Only the author’s name may appear on the book cover. But the book itself may be the product of team work much like a commercial advertisement. Writing a novel need not longer be a solitary exercise of a writer pegging away alone, putting down thoughts on paper.
Indian-born Harvard sophomore Kaavya Viswanathan apparently received expert assistance in writing her bestseller, Opal Mehta Gets Kissed, Gets Wild and Gets A Life from 17th Street Productions, a "book packaging firm". It’s part of Alloy Entertainment, which claims to be developing several film projects and TV pilots, whose president Leslie Morgenstein, told the Harvard Crimson newspaper: "We helped Kaavya conceptualise and plot the book."
The Harvard Independent Online quotes a former editor at a 17th Street unit who says: "A packager basically serves as both the writer and editor of a book."
Wow, and I thought a writer worked alone!

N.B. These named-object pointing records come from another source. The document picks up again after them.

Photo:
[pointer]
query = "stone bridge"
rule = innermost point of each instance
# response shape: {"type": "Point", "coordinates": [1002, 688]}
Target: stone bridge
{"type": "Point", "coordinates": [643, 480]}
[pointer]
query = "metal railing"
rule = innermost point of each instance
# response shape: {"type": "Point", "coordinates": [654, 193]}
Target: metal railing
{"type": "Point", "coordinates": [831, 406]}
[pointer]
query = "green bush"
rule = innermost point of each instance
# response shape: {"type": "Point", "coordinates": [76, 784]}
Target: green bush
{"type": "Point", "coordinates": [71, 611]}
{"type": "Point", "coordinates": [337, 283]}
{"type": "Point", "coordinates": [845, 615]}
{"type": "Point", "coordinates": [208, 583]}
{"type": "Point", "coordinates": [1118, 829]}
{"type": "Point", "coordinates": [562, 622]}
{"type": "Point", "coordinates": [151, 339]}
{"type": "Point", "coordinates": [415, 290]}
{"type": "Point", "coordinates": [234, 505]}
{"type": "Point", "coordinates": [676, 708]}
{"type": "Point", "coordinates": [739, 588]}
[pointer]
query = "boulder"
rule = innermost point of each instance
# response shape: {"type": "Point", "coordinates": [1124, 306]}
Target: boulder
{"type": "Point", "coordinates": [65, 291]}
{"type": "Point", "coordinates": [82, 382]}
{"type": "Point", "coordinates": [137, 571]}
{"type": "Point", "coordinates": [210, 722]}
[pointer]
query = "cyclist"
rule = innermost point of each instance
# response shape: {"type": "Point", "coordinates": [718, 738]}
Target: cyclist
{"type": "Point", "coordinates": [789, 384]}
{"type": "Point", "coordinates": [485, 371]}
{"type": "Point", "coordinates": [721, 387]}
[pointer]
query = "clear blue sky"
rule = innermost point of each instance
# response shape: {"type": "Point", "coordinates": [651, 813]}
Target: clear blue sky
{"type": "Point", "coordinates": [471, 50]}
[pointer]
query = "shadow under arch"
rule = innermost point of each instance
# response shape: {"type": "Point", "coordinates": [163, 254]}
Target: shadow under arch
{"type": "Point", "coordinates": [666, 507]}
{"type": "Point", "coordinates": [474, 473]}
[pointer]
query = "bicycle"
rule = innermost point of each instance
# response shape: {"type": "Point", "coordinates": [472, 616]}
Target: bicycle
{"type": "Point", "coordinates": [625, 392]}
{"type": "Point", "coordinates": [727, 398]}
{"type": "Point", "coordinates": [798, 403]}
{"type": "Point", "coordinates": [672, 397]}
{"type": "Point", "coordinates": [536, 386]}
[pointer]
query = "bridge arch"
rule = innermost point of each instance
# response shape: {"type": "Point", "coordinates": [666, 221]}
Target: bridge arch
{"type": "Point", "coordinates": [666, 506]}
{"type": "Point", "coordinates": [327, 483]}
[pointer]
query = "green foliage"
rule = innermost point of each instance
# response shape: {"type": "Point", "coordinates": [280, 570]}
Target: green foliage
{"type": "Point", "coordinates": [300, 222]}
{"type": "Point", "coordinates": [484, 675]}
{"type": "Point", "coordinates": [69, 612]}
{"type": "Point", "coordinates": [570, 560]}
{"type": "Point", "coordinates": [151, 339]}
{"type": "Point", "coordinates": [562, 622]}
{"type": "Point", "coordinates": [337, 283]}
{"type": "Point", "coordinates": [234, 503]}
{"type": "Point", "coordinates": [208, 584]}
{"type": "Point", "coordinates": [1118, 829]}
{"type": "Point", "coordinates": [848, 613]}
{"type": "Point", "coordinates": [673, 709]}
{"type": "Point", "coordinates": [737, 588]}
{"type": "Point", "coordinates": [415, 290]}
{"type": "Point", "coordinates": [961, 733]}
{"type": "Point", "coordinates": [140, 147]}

No doubt Viswanathan is extremely bright or she wouldn’t have got into Harvard. But money does make a difference. Her parents hired Katherine Cohen, founder of IvyWise, a private counselling service, which charged $10,000 to $20,000 for two years of college preparation services, reported the New York Times. After reading her writing, Cohen put her in touch with the famous William Morris talent agency. Somewhere along the way she got help from a "book packaging firm".
It makes you wonder how much talent you need and how much money and "connections" to succeed in the world today. The preparation Viswanathan needed to get into Harvard may not be all that unusual. Plenty of students pay just as much to get into that charmed circle which can make all the difference in later life.